Essentially the the **timeit** command runs the function 100 times and measures the runtime of all 100 runtimes, then it repeats the process 3 times. The best (the quickest) series of 100 runs is chosen, and based on this series, the average function runtime is evaluated.

#### Example 2: Using **timeit** from Jupyter Notebook (IPython environment)

IPython is a Python shell that improves the interactivity of Python interpreter. IPython accepts *magic commands* - the statements that start with % symbol. The **timeit** can be invoked as a magic command.

In [1]:
# Timing the run_benchmark() execution time using timeit and IPython magic commands

from benchmarks.benchmark import run_benchmark

%timeit -n 100 -r 3 run_benchmark()

36.9 ms ± 216 µs per loop (mean ± std. dev. of 3 runs, 100 loops each)
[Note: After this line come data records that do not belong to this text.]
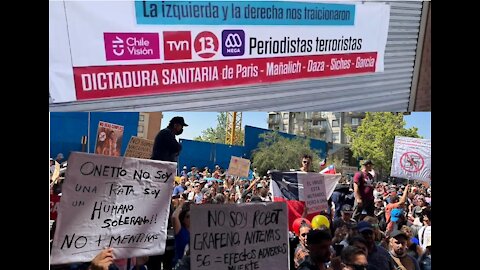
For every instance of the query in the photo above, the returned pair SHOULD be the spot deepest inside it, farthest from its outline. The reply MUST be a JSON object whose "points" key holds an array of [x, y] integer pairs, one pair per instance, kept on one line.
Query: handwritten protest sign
{"points": [[411, 158], [54, 202], [139, 148], [239, 236], [112, 202], [314, 193], [239, 167], [109, 139]]}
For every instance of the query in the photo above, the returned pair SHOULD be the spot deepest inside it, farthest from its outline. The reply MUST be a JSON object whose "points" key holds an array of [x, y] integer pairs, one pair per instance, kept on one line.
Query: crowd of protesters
{"points": [[373, 225]]}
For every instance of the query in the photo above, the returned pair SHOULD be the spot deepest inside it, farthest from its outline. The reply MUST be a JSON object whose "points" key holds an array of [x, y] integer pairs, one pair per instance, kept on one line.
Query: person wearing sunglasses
{"points": [[301, 251], [318, 245], [306, 164]]}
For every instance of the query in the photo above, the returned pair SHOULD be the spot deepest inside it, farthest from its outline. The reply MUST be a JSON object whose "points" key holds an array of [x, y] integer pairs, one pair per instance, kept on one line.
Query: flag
{"points": [[329, 170], [287, 187]]}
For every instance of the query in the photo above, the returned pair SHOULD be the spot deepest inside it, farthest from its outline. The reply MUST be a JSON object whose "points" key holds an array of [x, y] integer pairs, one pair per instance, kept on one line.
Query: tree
{"points": [[218, 134], [280, 153], [374, 138]]}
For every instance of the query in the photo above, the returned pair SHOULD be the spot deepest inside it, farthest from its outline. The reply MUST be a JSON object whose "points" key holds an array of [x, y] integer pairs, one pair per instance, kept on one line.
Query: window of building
{"points": [[335, 137]]}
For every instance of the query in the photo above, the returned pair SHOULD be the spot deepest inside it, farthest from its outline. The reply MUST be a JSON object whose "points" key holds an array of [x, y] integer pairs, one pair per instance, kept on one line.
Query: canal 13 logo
{"points": [[233, 42]]}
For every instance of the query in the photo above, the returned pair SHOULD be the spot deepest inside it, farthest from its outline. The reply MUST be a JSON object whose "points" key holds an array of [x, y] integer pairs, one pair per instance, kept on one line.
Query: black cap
{"points": [[178, 120], [368, 162]]}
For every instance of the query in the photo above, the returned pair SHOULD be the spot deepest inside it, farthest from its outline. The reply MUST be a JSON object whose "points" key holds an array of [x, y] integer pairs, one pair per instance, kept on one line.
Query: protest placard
{"points": [[239, 236], [139, 148], [412, 158], [314, 193], [239, 167], [112, 202]]}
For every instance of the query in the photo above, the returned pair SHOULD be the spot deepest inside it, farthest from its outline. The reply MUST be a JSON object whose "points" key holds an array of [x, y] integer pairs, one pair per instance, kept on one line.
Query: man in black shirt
{"points": [[166, 147]]}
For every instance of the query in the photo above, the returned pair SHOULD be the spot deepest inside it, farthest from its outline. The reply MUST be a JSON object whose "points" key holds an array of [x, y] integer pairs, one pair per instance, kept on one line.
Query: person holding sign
{"points": [[166, 147], [181, 228], [363, 190]]}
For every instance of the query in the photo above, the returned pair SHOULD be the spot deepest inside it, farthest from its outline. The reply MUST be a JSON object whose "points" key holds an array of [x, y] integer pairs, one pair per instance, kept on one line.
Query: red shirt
{"points": [[365, 185]]}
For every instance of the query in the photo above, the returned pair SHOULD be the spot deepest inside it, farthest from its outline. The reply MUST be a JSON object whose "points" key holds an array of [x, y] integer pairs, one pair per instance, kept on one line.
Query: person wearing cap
{"points": [[345, 219], [184, 172], [363, 190], [59, 158], [395, 203], [378, 256], [166, 147], [398, 251]]}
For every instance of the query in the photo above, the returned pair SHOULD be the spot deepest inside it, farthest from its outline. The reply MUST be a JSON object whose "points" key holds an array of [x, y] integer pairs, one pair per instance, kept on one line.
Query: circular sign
{"points": [[206, 44], [102, 136], [412, 162]]}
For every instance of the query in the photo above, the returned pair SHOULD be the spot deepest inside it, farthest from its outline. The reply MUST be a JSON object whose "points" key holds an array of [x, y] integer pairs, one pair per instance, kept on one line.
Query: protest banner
{"points": [[109, 139], [54, 201], [239, 167], [156, 47], [411, 158], [116, 202], [239, 236], [139, 148], [313, 192]]}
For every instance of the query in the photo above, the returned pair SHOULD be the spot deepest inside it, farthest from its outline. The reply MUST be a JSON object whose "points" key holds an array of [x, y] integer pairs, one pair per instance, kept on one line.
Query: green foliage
{"points": [[374, 138], [218, 134], [280, 153]]}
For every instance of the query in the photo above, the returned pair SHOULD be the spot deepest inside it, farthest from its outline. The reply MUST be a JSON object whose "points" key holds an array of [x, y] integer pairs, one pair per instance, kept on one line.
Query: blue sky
{"points": [[198, 121], [421, 120]]}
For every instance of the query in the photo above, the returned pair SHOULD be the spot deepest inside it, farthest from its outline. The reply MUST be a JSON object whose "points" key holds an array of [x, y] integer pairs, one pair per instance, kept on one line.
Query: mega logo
{"points": [[177, 45], [233, 42], [131, 46]]}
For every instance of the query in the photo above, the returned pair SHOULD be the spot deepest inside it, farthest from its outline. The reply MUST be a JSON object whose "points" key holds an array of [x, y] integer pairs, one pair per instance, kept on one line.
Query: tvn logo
{"points": [[233, 42], [177, 45], [131, 46]]}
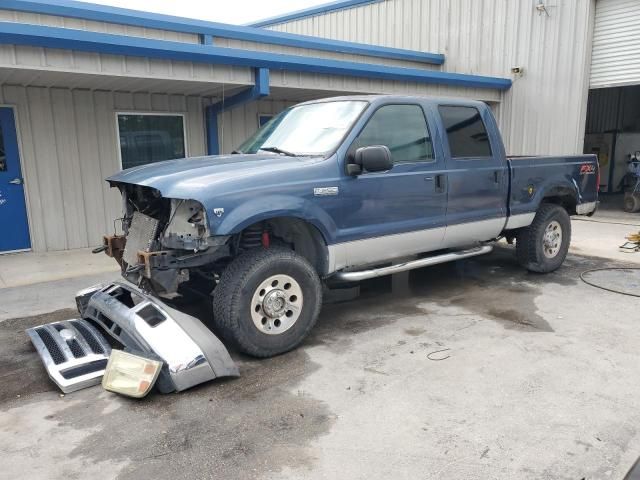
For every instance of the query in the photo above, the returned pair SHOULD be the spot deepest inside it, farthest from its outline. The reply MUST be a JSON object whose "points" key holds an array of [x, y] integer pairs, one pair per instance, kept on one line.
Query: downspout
{"points": [[259, 90]]}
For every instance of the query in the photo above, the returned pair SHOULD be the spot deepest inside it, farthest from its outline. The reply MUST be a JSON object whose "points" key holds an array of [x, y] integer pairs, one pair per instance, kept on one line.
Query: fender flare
{"points": [[273, 206]]}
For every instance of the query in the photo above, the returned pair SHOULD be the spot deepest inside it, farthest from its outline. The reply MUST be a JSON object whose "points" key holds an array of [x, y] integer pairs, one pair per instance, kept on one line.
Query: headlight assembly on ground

#### Example 3: Using **timeit** from the Python code

In [5]:
# Timing the run_benchmark() using timeit and Python

import timeit

n = 100
r = 3

result = timeit.repeat("run_benchmark()", setup="from benchmarks.benchmark import run_benchmark", number=n, repeat=r)

print("Result:\n", result)

Result:
 [3.8569349130002593, 3.785130720000325, 3.818997477999801]
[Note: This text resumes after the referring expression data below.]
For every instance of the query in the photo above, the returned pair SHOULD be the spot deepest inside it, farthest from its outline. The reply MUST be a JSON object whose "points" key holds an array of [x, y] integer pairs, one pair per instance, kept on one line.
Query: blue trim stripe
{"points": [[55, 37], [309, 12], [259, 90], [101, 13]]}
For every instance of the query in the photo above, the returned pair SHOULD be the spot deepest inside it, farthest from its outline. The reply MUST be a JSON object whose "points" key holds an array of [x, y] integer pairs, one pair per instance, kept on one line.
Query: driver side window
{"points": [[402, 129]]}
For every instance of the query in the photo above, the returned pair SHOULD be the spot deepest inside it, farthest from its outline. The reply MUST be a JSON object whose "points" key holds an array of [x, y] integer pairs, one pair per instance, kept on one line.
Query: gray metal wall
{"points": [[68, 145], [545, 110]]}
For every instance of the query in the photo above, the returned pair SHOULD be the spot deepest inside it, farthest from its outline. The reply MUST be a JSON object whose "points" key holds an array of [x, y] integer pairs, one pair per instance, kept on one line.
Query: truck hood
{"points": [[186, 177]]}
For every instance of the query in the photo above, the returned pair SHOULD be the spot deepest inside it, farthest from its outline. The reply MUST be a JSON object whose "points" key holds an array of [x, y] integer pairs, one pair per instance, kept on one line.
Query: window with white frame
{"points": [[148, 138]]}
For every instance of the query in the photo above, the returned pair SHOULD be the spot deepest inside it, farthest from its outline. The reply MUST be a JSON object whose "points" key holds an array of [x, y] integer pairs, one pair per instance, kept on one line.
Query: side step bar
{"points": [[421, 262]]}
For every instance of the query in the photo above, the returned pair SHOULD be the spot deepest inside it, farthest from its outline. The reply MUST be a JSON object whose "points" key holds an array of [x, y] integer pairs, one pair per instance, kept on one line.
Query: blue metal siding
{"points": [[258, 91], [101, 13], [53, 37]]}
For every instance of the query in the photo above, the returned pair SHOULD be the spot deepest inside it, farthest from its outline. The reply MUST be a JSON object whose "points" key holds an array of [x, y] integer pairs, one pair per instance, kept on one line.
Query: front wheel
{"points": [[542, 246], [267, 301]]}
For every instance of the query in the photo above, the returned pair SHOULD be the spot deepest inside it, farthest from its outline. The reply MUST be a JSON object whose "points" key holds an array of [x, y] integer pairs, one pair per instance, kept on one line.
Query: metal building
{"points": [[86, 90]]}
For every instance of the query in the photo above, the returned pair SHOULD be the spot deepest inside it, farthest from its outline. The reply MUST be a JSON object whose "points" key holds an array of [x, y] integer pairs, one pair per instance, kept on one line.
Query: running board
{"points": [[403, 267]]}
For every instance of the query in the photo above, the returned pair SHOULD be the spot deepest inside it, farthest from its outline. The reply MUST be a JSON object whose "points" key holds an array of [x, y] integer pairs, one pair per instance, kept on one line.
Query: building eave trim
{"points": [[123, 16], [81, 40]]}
The results received from the Python code are in a slightly different form, but they are still comparable to the results received using the magic command in the **Example 2**. (In both cases the code was executed from the same environment - the Jupyter Notebook.)

The result shows execution time of three series of 100 loops. Let's derive the average loop runtime, the way the **timeit** does it.
In order to do so, we need to select the best series of 100 loops, and then we have to calculate the average loop runtime dividing the time by the number of loops in the series. 

#### Please pay attention how much faster was the execution when running the timeit from the command line

#### Check the calculations and compare the results with the results received in the previous example.

In [7]:
# Single loop execution time

function_avg_runtime = min(result) / n
print(f"Function average runtime: {function_avg_runtime * 1000} ms.")

Function average runtime: 37.85130720000325 ms.


## Exercise 1:

Re-run the **Example 1**, the **Example 2**, and the **Example 3** on your own machine, and update the notebook on your machine with your own results.